Software tends to age and how we structure code will change over time due to technology upgrades, different developers working on it, business needs or simply lack of cohesive approach to new features.
When appointed to work on an aged code base, as developers we must decide if it does worth tidying it first, being generally two dogmatic approaches:
- Sure, always. We are the ultimate responsible of the software. We owed it to ourselves and our craft to get things right at any cost. Even if the business needs pull on a different direction. Too bad if they need to wait for a new feature.
- Never! I deserve to work on mess code like this. I did this mess, I deserve it. Even if it was not me, we collectively need to pay the price for rushing in.
As always, it depends.
Cost of software
When considering expected lifetime of a system, the initial cost of development is minimal when compared to the cost of maintaining, changing and updating that application. So the cost of software can be approximated to the cost of change.
cost(Software) ~= cost(Changes)
Within the cost of any change, it is the big ones that to dwarf even the sum of all small changes. Changes that break the fundamental concepts and logic of a program are the most costly over time.
cost(Changes) ~= cost(Big Changes)
The blast radius of Big Changes is directly proportional to the level of coupling within the system. The more interconnected the code is, the bigger the change and the cost are
cost (Big Changes) ~= Coupling
In summary, the cost of software can be approximated at the level of coupling within the system.

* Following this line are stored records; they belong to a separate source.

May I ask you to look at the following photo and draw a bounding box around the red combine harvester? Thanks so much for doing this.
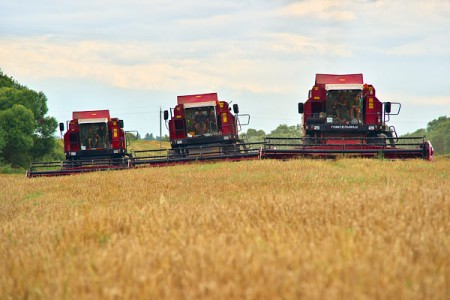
[166,93,246,152]
[264,74,434,160]
[132,93,259,166]
[26,80,434,178]
[27,110,130,177]
[61,110,127,161]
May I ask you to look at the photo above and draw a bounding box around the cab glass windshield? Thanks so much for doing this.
[326,90,362,124]
[79,123,110,150]
[184,106,219,137]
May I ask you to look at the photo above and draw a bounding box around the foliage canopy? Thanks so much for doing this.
[402,116,449,155]
[241,124,302,142]
[0,70,60,167]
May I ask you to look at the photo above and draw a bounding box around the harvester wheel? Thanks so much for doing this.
[302,135,317,146]
[174,148,188,158]
[368,134,387,146]
[112,157,129,167]
[223,144,239,155]
[68,159,81,168]
[386,132,396,147]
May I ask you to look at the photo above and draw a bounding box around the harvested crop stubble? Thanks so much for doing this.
[0,158,449,299]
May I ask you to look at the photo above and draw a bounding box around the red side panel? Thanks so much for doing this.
[310,86,326,100]
[73,110,110,120]
[173,104,184,119]
[365,96,382,125]
[64,121,80,152]
[109,118,126,151]
[363,84,382,125]
[177,93,218,105]
[168,120,176,140]
[168,119,186,139]
[304,102,312,120]
[63,132,71,152]
[216,101,237,135]
[315,74,363,85]
[171,105,186,139]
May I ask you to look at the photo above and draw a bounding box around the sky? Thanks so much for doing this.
[1,0,449,137]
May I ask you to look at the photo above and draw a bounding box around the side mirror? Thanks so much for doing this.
[119,120,124,128]
[59,122,65,132]
[233,104,239,114]
[385,102,391,114]
[298,103,304,114]
[163,110,169,120]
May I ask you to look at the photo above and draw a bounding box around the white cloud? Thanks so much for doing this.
[1,0,449,135]
[277,0,356,21]
[0,37,298,94]
[383,94,450,106]
[264,32,353,57]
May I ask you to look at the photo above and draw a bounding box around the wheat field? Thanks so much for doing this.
[0,158,449,299]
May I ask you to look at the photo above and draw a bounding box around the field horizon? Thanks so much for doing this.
[1,157,449,299]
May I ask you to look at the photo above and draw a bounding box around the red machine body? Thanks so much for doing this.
[301,74,390,140]
[62,110,127,160]
[165,93,241,149]
[276,73,435,160]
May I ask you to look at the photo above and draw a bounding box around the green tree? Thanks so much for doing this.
[427,116,449,155]
[402,116,449,155]
[126,132,138,141]
[144,133,155,141]
[0,70,58,167]
[0,73,23,89]
[0,104,35,166]
[267,124,302,138]
[0,128,5,161]
[156,135,169,142]
[241,128,266,142]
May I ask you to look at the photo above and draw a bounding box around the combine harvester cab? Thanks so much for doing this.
[265,74,434,160]
[27,110,130,177]
[133,93,260,166]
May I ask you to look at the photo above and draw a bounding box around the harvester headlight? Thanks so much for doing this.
[368,126,375,130]
[113,150,119,154]
[70,152,76,156]
[224,136,230,140]
[176,140,183,144]
[314,126,320,130]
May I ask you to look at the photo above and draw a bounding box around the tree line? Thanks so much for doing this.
[130,125,302,143]
[401,116,449,155]
[126,132,170,142]
[0,71,62,168]
[240,124,302,142]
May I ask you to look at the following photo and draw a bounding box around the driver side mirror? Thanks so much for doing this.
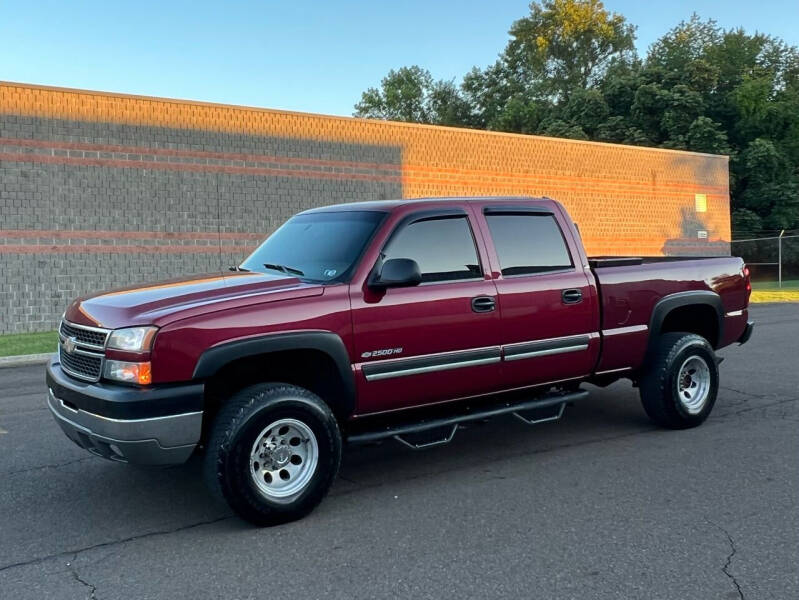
[369,258,422,289]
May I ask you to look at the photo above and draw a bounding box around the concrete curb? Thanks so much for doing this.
[0,353,53,369]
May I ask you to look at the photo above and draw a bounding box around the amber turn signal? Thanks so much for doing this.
[104,360,152,385]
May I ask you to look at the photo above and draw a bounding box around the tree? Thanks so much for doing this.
[647,15,721,75]
[563,89,610,135]
[461,62,522,129]
[354,66,434,123]
[354,6,799,238]
[428,80,476,127]
[354,66,475,125]
[737,138,798,229]
[504,0,636,100]
[686,116,730,155]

The reason to design software is that we can change it, and do so at a reasonable cost.
As software designers, we can strive to reduce coupling but the amount of time and effort to do so can also add cost (both as monetary and time wise). It is important to find the balance between spending a reasonable amount to reduce coupling and continued development of the application.
Coupling
Two elements are coupled with respect to a specific change when changing one element forces the change to the other.
coupled(E1, E2, ∆):: ∆E1 -> ∆E2
In other words, coupling depends on the type of change between to elements. These elements might be generally related but only some changes might affect them in terms of coupling.
As software developers we need to asses when decoupling parts of a system is valuable to act upon now, or accept it might come back in the future to haunt you.
Coupling is only damaging depending on it’s span. Localized coupling can not only be dismissed but it might even be beneficial.
Cohesion
Cohesion is defined at the span coupling. It is how many elements are related to each other.
cohesion(E):: coupled(E1, E2, ..., En)
Coupling is bad depending on what it is compared to. As an example, if all E elements are coupled but on the same file, it is better than having each element on different files as the coupling is less obvious.
The more spread out coupling is, the more expensive it gets.
Behaviour vs Structure
Sometimes, changes in behaviour can be made simpler with changes on structure first. Behaviour changes are visible, bringing obvious revenue (either increasing value or reducing cost), but structure is not as explicit.
The structure of the system radically affects the cost of changes to behaviour of the system.
Structure changes modifies the optionality of the system, making behaviour changes easier, cheapest or safest. But generally is harder to account for this optionality than actual revenue, so generally gets de-prioritized against new features.
Conclusion
Highly coupled systems results on bigger cost over time, as well as under investing in structure. Over investing in behaviour during a long period of time results on less or slower changes as a result of neglecting the cohesiveness and structure of the system.
Software design is the craft of balancing planning initial system structure to implement behaviour and the continued development of the system.